Achieving this requires good management of the US money supply and the value of the dollar. Congress has tasked the Federal Reserve with such management under its dual mandate of stable prices and maximum employment. Overall, the Fed has a poor record of delivering price stability. Under its watch, inflation hit a 40-year high in the aftermath of the COVID-19 pandemic. The Fed was too slow to tighten policy in light of rapidly growing levels of money spending across the economy. Yet politicians increasingly want the Fed to try to fix everything, from housing costs to our ever-increasing federal debt burden.
The Fed should not be tasked with these extraneous responsibilities that seek to pick winners and losers in various sectors of the economy. Not only is the Fed limited in how much it can help specific sectors, but broadening its objectives will also necessarily distract its focus from price stability, a task it already finds difficult enough to accomplish. After all, the Fed can only influence aggregate nominal conditions. It cannot repeal real constraints or override underlying supply-and-demand fundamentals that can also drive changes in the price level.
Ideally, the US monetary system would be fully private, with aligned incentives and competition. But the Fed and the US dollar are so entrenched in our financial system, removing them without viable alternatives would result in high economic costs during the transition. Such a drastic change would also require years of political navigation. This section therefore focuses on more immediate fixes that Congress or the Fed itself can implement to improve price stability.

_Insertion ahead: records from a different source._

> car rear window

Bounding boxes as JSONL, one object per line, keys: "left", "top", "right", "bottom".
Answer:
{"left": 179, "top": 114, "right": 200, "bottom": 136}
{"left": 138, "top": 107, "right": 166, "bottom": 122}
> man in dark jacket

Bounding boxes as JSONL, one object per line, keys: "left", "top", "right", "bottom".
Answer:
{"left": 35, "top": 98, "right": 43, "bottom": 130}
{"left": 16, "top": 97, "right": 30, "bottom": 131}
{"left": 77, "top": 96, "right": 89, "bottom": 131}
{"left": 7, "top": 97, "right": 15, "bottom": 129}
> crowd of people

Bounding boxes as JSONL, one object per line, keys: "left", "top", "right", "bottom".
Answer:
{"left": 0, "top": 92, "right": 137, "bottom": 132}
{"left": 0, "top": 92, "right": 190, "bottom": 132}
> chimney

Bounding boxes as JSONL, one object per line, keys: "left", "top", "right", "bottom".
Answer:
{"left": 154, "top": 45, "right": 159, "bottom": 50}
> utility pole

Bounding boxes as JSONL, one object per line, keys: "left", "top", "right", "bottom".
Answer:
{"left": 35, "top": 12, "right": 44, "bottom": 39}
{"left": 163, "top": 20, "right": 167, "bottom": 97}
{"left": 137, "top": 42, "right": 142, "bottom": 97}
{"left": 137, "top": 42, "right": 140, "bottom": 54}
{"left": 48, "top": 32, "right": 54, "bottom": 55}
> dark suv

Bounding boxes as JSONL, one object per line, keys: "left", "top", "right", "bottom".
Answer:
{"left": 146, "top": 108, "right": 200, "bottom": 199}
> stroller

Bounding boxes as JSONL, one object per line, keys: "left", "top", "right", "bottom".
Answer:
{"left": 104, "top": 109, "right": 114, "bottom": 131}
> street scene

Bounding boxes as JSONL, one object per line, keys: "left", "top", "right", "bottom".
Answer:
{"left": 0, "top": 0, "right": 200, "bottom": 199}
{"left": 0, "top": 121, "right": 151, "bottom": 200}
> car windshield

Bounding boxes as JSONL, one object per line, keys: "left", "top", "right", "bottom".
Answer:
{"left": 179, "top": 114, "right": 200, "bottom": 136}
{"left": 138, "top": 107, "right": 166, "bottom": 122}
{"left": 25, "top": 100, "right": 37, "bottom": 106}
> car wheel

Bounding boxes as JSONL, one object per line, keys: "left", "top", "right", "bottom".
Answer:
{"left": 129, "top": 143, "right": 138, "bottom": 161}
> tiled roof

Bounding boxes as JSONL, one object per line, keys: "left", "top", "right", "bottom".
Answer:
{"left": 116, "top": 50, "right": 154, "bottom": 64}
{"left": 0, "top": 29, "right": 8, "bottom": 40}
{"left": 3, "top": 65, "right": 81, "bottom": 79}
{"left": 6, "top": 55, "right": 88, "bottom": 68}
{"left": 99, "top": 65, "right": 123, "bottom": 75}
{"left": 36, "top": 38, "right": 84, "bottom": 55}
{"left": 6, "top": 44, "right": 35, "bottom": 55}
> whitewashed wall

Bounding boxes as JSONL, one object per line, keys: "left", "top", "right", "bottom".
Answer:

The Fed implements monetary policy mainly by influencing short-term borrowing costs to pursue its macroeconomic goals. This transmission mechanism is indirect and imperfect. At best, the Fed can foster better business conditions during turbulent economic periods by setting policy objectively and transparently. At worst, the Fed can set its targets so poorly that monetary policy itself becomes a source of economic volatility, especially when the Fed enjoys broad discretion and is burdened with mandates beyond its fundamental mission. Congress should therefore narrow the Fed’s responsibilities and focus on reforms that bind it to transparent, objective monetary policy.